A small mass is on a horizontal table, attached to the table by a long spring. Initially the spring is unstretched. The mass is then displaced by 20 cm from its equilibrium position and released. The mass begins to oscillate along the spring. Due to friction, the amplitude of its oscillations decreases by 7% each period. How many oscillations in total will the mass make before coming to rest? At what distance from the equilibrium position will it come to rest?
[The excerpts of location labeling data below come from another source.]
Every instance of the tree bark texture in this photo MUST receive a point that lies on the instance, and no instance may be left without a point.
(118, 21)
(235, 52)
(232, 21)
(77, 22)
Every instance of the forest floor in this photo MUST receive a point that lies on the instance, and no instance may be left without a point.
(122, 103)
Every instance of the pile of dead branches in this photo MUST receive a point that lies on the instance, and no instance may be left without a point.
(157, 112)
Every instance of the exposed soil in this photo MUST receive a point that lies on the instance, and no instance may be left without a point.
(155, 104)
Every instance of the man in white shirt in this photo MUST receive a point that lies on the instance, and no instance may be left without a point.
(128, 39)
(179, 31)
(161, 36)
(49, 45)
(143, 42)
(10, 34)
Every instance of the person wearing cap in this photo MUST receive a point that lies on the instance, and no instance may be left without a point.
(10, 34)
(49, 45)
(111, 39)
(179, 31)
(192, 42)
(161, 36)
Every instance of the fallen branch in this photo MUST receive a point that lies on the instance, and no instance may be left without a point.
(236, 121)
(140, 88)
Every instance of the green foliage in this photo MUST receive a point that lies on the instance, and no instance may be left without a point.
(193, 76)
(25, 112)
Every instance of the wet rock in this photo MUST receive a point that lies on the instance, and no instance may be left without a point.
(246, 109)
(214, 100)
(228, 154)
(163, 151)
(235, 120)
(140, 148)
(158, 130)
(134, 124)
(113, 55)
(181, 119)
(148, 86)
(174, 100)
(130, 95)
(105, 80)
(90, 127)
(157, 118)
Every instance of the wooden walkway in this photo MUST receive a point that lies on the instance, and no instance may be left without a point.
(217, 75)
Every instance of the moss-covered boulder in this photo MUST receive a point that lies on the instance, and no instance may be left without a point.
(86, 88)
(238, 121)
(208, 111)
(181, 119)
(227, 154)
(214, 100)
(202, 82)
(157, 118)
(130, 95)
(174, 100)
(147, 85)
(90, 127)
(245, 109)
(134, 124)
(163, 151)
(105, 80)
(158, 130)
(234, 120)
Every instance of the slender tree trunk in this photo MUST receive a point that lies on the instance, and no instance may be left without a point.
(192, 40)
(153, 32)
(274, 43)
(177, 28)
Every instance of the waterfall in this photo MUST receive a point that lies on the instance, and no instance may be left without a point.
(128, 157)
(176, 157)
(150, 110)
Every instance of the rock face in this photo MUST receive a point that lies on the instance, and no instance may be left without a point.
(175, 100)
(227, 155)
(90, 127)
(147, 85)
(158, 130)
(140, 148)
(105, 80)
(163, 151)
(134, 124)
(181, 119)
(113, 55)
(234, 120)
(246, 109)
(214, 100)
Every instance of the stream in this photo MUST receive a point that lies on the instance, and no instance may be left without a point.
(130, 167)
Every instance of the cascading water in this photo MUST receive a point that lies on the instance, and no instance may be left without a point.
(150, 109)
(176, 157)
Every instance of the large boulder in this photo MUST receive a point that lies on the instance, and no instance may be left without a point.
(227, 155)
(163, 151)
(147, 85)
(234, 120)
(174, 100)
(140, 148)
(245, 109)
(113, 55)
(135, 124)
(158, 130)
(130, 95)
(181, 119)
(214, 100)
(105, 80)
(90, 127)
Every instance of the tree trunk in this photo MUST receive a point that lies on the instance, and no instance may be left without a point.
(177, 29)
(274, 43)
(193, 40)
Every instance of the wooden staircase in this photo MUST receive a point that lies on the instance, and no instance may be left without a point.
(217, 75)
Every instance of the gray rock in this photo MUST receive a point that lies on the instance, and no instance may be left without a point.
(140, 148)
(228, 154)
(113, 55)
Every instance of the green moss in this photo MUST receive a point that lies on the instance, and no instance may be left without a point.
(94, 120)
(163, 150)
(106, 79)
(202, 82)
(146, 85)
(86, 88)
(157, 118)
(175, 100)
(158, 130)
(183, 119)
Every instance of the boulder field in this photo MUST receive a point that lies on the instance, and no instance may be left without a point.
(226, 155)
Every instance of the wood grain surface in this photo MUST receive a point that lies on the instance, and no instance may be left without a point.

All-Union Correspondence Physics and Mathematics Olympiad (1967)

Setup and Assumptions

A small mass moves on a horizontal table attached to a fixed point by a spring. The equilibrium position corresponds to the unstretched spring. The mass is displaced initially by

$A_0 = 20\ \text{cm}$

and released. The problem states that after each complete period the amplitude decreases by $7%$. Let $A_n$ denote the amplitude after $n$ complete oscillations. The given information implies the recurrence relation

$A_{n+1} = 0.93, A_n.$

Hence the amplitudes form a geometric progression

$A_n = A_0 (0.93)^n.$

No assumption about the type of friction is needed; the fractional decrease per period is the essential datum.

Physical Principles

The relation $A_{n+1} = 0.93, A_n$ describes a repeated fractional decay of the amplitude. Repeated application gives

$A_n = A_0 (0.93)^n.$

Since $0 < 0.93 < 1$, the limit as $n \to \infty$ satisfies

$\lim_{n \to \infty} A_n = A_0 \lim_{n \to \infty} (0.93)^n = 0.$

Mathematically the amplitude decreases to zero only in the limit of infinitely many oscillations. Physically, the mass will stop oscillating once the amplitude becomes smaller than any practically measurable threshold. If the motion is considered negligible when the amplitude falls below $A_{\text{min}} = 0.1\ \text{cm}$, the total number of oscillations until the mass can be considered at rest can be estimated by solving

$A_n = A_0 (0.93)^n \le A_{\text{min}}.$

Taking the logarithm of both sides gives

$\ln (0.93^n) \le \ln \frac{A_{\text{min}}}{A_0},$

which simplifies to

$n \ln 0.93 \le \ln \frac{0.1}{20}.$

Since $\ln 0.93$ is negative, dividing both sides by $\ln 0.93$ reverses the inequality:

$n \ge \frac{\ln(0.1/20)}{\ln 0.93}.$

Computing each term explicitly, the numerator is

$\ln \frac{0.1}{20} = \ln 0.005 \approx -5.2983,$

and the denominator is

$\ln 0.93 \approx -0.07232.$

Thus the total number of oscillations until the amplitude falls below $0.1\ \text{cm}$ is

$n \approx \frac{-5.2983}{-0.07232} \approx 73.3.$

Since the number of complete oscillations must be an integer, the mass executes approximately $74$ oscillations before coming to rest in a practical sense.

Derivation

Starting from

$A_n = A_0 (0.93)^n$

with $A_0 = 20\ \text{cm}$, the amplitude after $n$ periods is

$A_n = 20 \cdot (0.93)^n\ \text{cm}.$

For each finite integer $n$, $A_n > 0$, so the motion continues across the equilibrium position while the amplitude gradually decreases. The amplitude falls below $0.1\ \text{cm}$ after approximately $74$ oscillations. Therefore the total number of oscillations before the mass can be considered at rest is

$N \approx 74.$

To determine the final position, note that the amplitude decreases symmetrically around the equilibrium position. The limiting displacement after the motion has practically ceased is

$x_{\text{final}} = 0.$

Answer

The mass executes approximately

$N \approx 74$

oscillations before coming to rest, and it comes to rest at the equilibrium position

$x_{\text{final}} = 0\ \text{cm}.$

The motion consists of oscillations of gradually decreasing amplitude, and the displacement at which it effectively stops coincides with the spring's equilibrium.